In Emmerson Mnangagwa's government, Mathema has served as:

- Minister of State for Matabeleland North - December 2017 - September 2018
- Minister of Home Affairs and Cultural Heritage - September 2018 - November 2019
- Minister of Primary and Secondary Education - November 2019 – 30 September 2021

Since 2005, he has been placed on the United States sanctions list.

In late February 2008, he was present at rally supporting ZANU-PF candidate Sikhanyiso Ndlovu's bid for the Pelandaba-Mpopoma constituency seat.

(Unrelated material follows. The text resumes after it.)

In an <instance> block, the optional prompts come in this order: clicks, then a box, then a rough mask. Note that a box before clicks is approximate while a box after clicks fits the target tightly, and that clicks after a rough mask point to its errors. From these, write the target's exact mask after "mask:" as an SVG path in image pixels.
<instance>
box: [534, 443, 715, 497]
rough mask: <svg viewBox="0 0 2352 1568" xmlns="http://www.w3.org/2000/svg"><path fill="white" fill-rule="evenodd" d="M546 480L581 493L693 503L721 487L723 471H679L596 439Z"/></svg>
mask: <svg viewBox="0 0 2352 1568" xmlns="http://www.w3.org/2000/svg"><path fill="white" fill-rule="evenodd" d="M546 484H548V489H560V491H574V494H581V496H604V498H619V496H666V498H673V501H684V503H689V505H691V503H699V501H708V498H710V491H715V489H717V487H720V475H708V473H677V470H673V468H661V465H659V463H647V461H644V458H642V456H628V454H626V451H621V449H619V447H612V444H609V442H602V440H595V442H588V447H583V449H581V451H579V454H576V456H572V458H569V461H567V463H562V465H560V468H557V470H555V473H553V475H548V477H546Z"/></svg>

On 6 November 2018, he promised to crush anti-government demonstrations which he alleges were being planned by Nelson Chamisa.

==Personal life==
Cain Mathema is a published Ndebele and English poet, playwright, short story writer and cartoonist. He has published over 20 books on all sorts of topics. His books are published by different publishing houses which include but are not limited to, Mambo Press, Longman Press, Mathema Publishers, College Press and the University of Zimbabwe amongst others. His works have been used in local universities and beyond.

In December 2016, Cain who was then Matebeleland North Provincial Governor, married 23-year-old Bathabetsoe Nare who was 47 years his junior.